I called the old company. They told me that it was indeed, under abrogation, but that they had no hope of ever actually getting their money back. So I asked what I thought was a life-saving question: could they, then, remove it from our record? Well, no, she said, because then it would look as if it were settled and it wasn’t settled. “But,” I pointed out, “you just told me it isn’t going to be settled.”

“That’s right it isn’t. But we can’t just act as if it was never on your record.”

“But why not? It wasn’t even our fire?”

“I’m sorry, but we just can’t.”

Well that was that. Then one day in the summer of 2003 I saw a sign for the fire insurance company our bank had placed us with and I hatched what I thought was a brilliant plan. I would just go ask them to insure everything. After all, they already had the most dangerous part of the gamble covered. The woman who spoke with me was very kind as she explained, much as you would to a five year old, that their company did not actually insure our home for us. They insured it for the bank. If we ever had a fire the bank’s loss would be taken care of-we would get nothing. Now I felt like a stupid indigent. However, she did suggest that I call the Illinois state insurance board and ask them what to do and she even gave me the number.

I called and the guy told me that we were pretty much out of luck. He said we might be able to get one company to insure us because they specialized in uninsurable cases, but that it would cost a lot-and a lot we didn’t have. He also told me that whomever had told me the record would go away in five years was sadly mistaken-records were kept by a company out of Atlanta and might go on deep background but never actually went away. And he didn’t think fire even went on deep background. He was also kind enough to inform me that if a fire is not arson then the owner of the damaged home is almost always responsible for their own damage (a fact our fire chief was surprised to learn) and, furthermore, that our home would be probably be uninsurable for future potential buyers as well.

My husband and I could not believe it-and no one else did either. It was like a bad movie or the book of Job and it wouldn’t end. We lived through another winter and the fourth tornado season with no insurance. And then in April our Allstate agent sent us a letter requesting that we switch our homeowner’s insurance to them.
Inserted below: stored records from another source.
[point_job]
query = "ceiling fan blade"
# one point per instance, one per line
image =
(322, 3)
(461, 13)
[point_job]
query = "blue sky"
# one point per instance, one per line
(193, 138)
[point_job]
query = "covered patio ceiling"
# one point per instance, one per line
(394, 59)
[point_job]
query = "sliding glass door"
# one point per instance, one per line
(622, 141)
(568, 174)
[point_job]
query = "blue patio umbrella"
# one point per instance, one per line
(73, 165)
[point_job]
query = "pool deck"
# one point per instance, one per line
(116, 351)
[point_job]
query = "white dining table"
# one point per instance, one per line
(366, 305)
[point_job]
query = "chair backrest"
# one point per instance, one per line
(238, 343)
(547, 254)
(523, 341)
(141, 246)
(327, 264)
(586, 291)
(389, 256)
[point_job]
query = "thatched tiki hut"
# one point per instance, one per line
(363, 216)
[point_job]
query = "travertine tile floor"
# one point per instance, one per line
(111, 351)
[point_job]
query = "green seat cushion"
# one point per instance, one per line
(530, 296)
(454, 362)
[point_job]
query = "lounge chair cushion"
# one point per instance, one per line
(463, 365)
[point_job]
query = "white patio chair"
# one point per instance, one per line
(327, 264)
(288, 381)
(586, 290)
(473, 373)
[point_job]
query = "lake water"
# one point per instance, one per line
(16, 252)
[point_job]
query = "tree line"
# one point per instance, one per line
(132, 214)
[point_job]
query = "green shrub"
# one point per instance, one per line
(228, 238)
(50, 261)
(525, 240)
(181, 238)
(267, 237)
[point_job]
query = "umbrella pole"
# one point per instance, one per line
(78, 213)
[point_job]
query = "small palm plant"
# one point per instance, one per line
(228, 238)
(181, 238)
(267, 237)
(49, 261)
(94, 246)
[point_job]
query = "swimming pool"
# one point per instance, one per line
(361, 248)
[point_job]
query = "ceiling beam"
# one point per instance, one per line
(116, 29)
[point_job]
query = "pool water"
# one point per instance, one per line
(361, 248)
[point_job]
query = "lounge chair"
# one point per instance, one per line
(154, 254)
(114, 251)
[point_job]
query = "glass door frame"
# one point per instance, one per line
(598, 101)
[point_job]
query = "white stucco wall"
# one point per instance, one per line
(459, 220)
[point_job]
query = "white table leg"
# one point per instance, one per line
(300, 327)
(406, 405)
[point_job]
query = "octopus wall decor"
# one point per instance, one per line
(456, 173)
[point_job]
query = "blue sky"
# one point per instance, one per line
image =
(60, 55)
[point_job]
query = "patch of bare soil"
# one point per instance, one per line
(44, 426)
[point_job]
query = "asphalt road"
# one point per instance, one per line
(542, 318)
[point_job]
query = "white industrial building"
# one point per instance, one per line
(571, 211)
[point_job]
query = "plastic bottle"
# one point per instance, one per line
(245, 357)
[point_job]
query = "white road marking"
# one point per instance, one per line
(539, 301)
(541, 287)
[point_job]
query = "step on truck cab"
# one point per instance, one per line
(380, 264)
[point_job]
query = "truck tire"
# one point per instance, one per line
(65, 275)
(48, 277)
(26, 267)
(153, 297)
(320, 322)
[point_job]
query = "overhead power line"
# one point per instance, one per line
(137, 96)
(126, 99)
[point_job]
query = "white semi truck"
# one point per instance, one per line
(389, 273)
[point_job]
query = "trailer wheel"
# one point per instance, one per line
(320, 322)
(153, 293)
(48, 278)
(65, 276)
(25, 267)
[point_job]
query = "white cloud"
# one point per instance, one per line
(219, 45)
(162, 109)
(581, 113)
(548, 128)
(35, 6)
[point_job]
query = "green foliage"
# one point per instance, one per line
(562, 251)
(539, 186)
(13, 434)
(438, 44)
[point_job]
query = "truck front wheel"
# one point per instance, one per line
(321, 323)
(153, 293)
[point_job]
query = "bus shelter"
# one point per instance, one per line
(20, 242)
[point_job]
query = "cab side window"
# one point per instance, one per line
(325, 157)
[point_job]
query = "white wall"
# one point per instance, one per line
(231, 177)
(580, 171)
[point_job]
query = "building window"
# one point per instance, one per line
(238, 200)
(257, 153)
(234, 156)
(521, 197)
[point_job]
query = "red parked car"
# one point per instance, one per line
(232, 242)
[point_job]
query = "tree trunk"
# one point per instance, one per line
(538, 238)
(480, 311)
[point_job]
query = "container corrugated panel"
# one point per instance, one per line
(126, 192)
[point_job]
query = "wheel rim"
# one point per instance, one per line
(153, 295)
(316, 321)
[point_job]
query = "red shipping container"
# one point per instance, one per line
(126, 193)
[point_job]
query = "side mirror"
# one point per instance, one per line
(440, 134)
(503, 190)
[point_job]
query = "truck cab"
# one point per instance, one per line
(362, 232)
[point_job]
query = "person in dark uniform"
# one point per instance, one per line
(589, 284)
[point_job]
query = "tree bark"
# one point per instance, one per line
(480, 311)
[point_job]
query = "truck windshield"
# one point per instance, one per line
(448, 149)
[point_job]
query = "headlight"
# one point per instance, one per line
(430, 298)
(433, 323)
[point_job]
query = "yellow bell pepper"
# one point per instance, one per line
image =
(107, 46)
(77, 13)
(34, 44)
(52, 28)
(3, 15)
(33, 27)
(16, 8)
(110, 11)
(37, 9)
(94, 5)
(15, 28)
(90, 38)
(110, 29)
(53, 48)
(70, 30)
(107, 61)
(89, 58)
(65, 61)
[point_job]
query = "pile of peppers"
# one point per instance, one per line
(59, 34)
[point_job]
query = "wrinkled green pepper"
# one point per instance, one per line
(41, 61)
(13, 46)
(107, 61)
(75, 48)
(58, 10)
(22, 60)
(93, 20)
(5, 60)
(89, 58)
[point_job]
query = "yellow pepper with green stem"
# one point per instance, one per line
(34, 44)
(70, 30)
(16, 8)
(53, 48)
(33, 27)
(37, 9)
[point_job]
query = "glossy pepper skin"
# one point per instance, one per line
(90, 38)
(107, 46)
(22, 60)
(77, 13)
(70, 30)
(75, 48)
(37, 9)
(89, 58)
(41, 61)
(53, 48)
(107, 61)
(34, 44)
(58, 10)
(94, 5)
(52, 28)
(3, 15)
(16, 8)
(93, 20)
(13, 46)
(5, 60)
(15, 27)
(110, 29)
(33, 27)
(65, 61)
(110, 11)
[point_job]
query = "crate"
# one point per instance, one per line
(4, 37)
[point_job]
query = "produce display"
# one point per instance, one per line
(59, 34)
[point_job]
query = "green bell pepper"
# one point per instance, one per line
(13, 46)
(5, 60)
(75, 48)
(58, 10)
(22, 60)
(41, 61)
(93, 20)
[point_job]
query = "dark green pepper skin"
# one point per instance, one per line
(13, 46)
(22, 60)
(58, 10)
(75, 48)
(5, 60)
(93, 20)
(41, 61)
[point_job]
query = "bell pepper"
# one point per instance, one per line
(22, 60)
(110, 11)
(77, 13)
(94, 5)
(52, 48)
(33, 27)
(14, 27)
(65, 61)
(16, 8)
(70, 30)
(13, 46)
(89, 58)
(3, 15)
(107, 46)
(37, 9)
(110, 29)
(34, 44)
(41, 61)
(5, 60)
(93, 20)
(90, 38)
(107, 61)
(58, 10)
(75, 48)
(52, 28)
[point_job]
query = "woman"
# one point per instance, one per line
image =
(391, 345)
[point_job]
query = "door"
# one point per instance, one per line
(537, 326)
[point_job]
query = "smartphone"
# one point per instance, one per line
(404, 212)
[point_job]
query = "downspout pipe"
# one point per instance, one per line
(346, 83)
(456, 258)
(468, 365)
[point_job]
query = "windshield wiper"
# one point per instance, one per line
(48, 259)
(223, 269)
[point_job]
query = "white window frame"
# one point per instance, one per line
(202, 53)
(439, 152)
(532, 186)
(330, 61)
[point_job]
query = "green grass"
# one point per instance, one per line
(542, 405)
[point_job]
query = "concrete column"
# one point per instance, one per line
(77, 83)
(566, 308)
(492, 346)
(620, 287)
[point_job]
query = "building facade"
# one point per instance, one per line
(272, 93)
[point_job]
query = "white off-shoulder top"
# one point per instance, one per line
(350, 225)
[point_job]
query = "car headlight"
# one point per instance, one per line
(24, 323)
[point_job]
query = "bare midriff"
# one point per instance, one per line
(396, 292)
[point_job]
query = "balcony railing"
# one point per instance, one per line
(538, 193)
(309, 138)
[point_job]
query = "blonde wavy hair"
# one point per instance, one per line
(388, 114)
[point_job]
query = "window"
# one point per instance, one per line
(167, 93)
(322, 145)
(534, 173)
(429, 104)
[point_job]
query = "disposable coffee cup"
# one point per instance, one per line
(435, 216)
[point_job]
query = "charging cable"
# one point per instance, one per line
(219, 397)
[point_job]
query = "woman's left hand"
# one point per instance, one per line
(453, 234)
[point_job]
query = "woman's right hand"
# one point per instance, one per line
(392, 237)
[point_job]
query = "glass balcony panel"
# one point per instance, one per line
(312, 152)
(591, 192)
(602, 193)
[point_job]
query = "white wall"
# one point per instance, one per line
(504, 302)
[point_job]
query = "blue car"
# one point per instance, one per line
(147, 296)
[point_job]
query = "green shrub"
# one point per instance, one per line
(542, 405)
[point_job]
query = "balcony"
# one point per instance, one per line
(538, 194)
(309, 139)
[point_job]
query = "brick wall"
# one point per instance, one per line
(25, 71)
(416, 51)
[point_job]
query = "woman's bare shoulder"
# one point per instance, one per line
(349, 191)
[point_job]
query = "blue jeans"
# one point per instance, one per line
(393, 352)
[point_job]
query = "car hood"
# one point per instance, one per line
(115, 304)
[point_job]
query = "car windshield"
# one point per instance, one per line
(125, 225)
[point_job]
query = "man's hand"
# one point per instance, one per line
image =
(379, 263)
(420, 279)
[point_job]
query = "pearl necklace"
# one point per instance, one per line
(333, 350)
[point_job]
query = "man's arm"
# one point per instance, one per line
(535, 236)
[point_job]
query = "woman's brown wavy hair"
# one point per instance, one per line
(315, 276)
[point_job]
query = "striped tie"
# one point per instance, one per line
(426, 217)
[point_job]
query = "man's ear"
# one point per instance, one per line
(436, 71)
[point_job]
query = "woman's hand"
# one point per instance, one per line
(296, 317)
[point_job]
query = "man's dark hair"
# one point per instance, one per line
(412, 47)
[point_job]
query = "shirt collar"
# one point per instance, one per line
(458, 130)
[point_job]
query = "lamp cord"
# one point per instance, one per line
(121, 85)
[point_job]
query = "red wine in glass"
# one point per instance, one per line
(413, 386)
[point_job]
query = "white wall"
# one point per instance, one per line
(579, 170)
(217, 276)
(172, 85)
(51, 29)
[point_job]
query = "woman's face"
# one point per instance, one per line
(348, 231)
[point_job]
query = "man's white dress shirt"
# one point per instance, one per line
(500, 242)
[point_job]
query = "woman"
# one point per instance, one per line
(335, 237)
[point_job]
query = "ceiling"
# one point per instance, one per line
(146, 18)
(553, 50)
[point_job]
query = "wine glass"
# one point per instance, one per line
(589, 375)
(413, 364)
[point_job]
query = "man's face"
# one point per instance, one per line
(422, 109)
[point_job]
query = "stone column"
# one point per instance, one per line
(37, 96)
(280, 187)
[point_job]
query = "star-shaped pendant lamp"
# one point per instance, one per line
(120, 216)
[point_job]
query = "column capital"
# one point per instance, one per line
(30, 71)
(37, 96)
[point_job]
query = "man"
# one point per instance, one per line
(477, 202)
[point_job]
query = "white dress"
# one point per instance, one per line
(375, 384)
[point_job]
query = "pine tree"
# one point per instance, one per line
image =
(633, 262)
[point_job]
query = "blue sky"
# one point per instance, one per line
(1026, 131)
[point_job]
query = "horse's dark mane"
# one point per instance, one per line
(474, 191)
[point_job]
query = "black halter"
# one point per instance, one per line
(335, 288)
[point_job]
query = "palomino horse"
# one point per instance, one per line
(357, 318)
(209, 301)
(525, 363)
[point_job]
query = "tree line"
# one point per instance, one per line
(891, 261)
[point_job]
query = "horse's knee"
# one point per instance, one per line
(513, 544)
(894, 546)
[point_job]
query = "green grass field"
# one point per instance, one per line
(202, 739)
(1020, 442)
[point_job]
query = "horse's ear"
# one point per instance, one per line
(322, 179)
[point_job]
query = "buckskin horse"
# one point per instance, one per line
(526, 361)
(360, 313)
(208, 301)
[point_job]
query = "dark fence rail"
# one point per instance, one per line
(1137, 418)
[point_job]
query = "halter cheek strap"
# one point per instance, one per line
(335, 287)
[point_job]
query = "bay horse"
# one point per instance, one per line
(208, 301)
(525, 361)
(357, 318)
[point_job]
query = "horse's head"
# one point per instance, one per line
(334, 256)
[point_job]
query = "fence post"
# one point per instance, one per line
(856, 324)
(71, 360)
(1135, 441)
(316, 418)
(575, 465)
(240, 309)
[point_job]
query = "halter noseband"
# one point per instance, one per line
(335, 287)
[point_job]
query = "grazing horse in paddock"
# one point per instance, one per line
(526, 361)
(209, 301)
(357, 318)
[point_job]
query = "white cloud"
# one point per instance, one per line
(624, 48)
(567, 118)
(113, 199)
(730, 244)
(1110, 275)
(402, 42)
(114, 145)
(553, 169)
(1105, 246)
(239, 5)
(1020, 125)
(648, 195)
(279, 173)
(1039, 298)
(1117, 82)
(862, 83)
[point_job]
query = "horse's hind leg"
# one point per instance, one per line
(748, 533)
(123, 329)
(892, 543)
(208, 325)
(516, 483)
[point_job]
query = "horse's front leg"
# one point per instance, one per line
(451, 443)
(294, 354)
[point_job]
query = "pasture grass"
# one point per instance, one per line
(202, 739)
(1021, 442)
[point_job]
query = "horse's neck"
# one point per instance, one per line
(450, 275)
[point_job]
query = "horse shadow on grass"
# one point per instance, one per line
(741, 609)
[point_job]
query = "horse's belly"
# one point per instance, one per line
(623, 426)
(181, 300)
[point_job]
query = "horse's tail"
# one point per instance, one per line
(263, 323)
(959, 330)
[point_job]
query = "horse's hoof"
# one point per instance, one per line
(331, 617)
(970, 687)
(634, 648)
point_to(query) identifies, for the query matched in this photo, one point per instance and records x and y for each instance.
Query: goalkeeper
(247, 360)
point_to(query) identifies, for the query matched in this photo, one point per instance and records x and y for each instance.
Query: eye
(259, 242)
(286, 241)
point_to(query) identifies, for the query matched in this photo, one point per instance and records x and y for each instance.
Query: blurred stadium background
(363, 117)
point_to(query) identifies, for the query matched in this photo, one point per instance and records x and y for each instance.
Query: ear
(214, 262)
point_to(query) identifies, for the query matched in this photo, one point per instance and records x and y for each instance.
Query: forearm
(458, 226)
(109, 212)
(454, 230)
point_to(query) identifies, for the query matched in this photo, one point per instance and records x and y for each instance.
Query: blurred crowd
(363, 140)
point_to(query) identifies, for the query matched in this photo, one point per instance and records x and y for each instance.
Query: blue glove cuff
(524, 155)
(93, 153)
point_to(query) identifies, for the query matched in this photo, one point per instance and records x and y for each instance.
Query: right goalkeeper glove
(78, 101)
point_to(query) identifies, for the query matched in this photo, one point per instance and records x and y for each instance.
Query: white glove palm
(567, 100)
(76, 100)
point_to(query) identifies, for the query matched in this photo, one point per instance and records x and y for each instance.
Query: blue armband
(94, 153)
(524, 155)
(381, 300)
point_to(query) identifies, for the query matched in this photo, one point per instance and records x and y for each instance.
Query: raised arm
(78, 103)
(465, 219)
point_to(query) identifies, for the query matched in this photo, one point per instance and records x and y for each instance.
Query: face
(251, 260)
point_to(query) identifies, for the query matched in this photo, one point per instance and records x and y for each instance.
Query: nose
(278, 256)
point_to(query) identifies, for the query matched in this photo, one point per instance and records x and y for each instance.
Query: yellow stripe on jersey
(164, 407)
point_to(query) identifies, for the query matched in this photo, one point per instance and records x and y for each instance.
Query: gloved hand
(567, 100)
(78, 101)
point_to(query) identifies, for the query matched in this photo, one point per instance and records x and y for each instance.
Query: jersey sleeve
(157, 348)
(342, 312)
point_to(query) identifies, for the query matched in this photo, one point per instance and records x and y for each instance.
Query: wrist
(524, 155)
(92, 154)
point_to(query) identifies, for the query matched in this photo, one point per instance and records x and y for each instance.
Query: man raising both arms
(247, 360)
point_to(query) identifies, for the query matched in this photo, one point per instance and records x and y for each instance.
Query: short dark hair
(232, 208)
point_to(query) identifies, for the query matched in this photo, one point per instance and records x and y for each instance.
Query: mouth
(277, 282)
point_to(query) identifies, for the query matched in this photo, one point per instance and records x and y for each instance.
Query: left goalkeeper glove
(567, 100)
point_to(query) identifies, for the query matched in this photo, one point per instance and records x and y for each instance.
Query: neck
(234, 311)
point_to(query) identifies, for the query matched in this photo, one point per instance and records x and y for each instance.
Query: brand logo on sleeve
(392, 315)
They had already rejected us once but I sent a detailed letter and informed them that they were more than welcome to insure our autos as well as our house but that they didn’t appear to want to. The agent called two days later to say that Allstate would gladly take on our home.

The saga ended when, two months ago, they removed the money from our escrow account and agreed to cover us. The message I have since been shouting to anyone who will listen is simple: unless you have suffered catastrophic loss do NOT file a claim-even very small ones can lead to a company refusing to insure your home and all of them, especially fire, go on a permanent record. A colleague recently told me they had a branch fall on part of their fence and were going to claim $1000 from the insurance. I just looked at her and shook my head. Good luck.